Merge lp:~allenap/storm/value-columns-by-name into lp:storm

Proposed by Gavin Panella
Status: Work in progress
Proposed branch: lp:~allenap/storm/value-columns-by-name
Merge into: lp:storm
Diff against target: 182 lines (+107/-9)
2 files modified
storm/store.py (+40/-8)
tests/store/base.py (+67/-1)
To merge this branch: bzr merge lp:~allenap/storm/value-columns-by-name
Reviewer Review Type Date Requested Status
Gustavo Niemeyer Disapprove
Jamu Kakar (community) Needs Fixing
James Henstridge Needs Fixing
Review via email: mp+23480@code.launchpad.net

Commit message

ResultSet.values() can now accept column names as well as columns themselves.

Description of the change

In an environment like Launchpad where a lot of the code only uses Storm via a Zope prophylactic, and there is also an importfascist that complains bitterly when model code is imported by non-model modules, it would be extremely handy to be able to pass names into ResultSet.values() rather than columns.

I might have done this all the wrong way, but it's a start and I'm happy to learn the right way to get this branch landed.

To post a comment you must log in.
Revision history for this message
Jamu Kakar (jkakar) wrote :

Can you please file a bug and link this branch to it? All Storm
branches should have an associated bug.

Revision history for this message
James Henstridge (jamesh) wrote :

If we want to support this feature, it should probably exclude all tuple finds. For example:

  result = store.find((Company, Employee), Company.id == Employee.company_id)
  ids = result.values('id')

Assuming both tables have an 'id' column, which one am I referring to? It seems better to limit the feature to the simple situations where we can handle it unambiguously.

review: Needs Fixing
Revision history for this message
James Henstridge (jamesh) wrote :

And a follow up: to be consistent with Store.find(), I'd suggest using getattr(find_spec.default_cls, name) to convert names to column objects.

In the tuple find case, default_cls will be None, so you should check for this and raise FeatureError.

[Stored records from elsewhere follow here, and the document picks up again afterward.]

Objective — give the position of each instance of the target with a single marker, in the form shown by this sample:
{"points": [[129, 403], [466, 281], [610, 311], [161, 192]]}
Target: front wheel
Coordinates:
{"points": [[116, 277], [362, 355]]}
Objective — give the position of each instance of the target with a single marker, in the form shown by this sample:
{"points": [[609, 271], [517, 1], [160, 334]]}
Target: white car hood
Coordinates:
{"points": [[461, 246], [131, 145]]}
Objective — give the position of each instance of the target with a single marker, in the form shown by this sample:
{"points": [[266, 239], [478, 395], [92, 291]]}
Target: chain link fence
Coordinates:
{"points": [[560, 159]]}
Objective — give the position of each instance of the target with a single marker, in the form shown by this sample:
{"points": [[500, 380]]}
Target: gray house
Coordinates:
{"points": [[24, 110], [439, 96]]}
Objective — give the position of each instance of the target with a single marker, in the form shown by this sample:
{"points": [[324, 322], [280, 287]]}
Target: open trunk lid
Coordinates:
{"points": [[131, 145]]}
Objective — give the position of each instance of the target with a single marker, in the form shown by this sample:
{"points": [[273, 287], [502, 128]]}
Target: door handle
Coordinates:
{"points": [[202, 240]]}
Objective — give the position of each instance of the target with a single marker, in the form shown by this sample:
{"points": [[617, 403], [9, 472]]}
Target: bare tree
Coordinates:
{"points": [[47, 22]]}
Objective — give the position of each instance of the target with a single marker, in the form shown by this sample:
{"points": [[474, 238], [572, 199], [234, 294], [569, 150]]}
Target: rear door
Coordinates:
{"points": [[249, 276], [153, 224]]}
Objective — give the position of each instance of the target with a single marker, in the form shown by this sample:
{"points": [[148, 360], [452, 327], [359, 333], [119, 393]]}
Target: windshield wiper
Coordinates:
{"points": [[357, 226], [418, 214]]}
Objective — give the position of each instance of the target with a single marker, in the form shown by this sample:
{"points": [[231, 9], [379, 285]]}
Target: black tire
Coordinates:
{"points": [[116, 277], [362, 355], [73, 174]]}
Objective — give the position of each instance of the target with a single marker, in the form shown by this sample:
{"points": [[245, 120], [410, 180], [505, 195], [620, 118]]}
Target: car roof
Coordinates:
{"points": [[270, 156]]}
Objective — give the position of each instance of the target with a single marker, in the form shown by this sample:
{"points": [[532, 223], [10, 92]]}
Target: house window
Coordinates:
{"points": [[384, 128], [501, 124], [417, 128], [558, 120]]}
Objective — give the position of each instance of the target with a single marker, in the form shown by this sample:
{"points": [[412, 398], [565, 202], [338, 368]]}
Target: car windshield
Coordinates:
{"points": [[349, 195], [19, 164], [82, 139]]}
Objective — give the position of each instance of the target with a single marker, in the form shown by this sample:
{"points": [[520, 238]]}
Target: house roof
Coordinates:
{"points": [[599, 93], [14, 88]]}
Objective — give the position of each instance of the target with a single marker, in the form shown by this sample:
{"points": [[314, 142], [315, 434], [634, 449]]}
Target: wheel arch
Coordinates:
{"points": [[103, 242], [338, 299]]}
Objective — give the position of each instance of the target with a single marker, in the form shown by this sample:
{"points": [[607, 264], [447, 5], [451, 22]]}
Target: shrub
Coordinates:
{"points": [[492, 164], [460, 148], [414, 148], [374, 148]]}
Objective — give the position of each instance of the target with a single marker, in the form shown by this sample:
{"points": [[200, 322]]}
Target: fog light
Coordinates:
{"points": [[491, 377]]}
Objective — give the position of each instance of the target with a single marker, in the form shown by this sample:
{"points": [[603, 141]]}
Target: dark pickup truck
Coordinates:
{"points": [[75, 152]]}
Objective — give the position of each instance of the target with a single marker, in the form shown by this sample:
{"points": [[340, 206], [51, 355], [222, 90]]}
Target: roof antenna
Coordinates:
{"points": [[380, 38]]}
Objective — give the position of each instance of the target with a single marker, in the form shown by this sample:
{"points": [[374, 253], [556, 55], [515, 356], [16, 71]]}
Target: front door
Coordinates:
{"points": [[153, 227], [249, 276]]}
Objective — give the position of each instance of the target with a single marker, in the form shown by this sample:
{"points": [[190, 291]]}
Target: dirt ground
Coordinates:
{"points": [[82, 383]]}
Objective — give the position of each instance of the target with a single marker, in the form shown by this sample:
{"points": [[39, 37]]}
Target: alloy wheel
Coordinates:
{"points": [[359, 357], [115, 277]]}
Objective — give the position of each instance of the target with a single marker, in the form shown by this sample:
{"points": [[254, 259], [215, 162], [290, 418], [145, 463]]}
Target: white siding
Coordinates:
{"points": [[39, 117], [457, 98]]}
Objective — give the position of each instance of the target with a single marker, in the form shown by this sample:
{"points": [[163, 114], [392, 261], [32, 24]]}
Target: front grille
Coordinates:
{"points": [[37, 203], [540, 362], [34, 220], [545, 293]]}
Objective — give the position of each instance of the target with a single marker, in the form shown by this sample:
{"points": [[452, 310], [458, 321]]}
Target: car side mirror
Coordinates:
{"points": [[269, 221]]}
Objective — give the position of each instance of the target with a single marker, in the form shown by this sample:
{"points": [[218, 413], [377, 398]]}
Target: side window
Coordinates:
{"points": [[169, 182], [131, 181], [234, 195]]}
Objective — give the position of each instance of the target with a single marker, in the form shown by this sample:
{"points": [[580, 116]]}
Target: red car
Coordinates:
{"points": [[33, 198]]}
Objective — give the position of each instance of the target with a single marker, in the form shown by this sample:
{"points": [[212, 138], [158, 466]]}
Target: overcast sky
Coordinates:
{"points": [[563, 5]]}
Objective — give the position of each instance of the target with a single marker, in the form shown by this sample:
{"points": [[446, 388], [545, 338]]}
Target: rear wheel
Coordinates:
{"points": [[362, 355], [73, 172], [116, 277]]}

Revision history for this message
Jamu Kakar (jkakar) wrote :

[1]

Can you please add docstrings to the tests. Also, the @param for
'columns' in the docstring for ResultSet.values needs to be updated.

[2]

+ def test_find_values_by_column_name(self):

There are several different cases being exercised in this test. I
recommend you break it up into several smaller tests.

[3]

+ # If more than one column in the result set has the same name,
+ # the first will be chosen.
+ result = self.store.find(
+ (Foo.id, FooValue.id), FooValue.foo_id == Foo.id)
+ result = result.config(distinct=True).order_by(Foo.id)
+ values = result.values('id')
+ self.assertEquals(list(values), [10, 20])

I agree with James that this case should raise FeatureError. We
shouldn't be making guesses about which column the user is
specifying if the choice is ambiguous.

[4]

+ def test_find_multiple_values_by_column_name(self):

This test could also be split into two, so that each test exercises
one specific behaviour (multiple columns, and mixed string and Column
values).

review: Needs Fixing
Revision history for this message
Gavin Panella (allenap) wrote :

Getting columns from names is now done by getting the columns from the
find set, using it to construct a dict of name -> [columns] and
mapping with that. When the result of the mapping is a list of length
2 or more then it raises FeatureError. In this way it will work
naturally with tuple finds, and allow values() to (not quite, there's
another issue) yield expression values.

I've also changed it to copy the select before modifying it. I don't
know how necessary this is, but the code before looked a bit suspect
to my untrained eye.

Also, when variable_factory is not found on the column, it defaults to
Variable. This means that it's possible to do things like
results.values(Sum(Table.price)).

Okay, having said all that, if this is too fancy, or liable to cause
issues, I'll go for the approach in get_where_for_args().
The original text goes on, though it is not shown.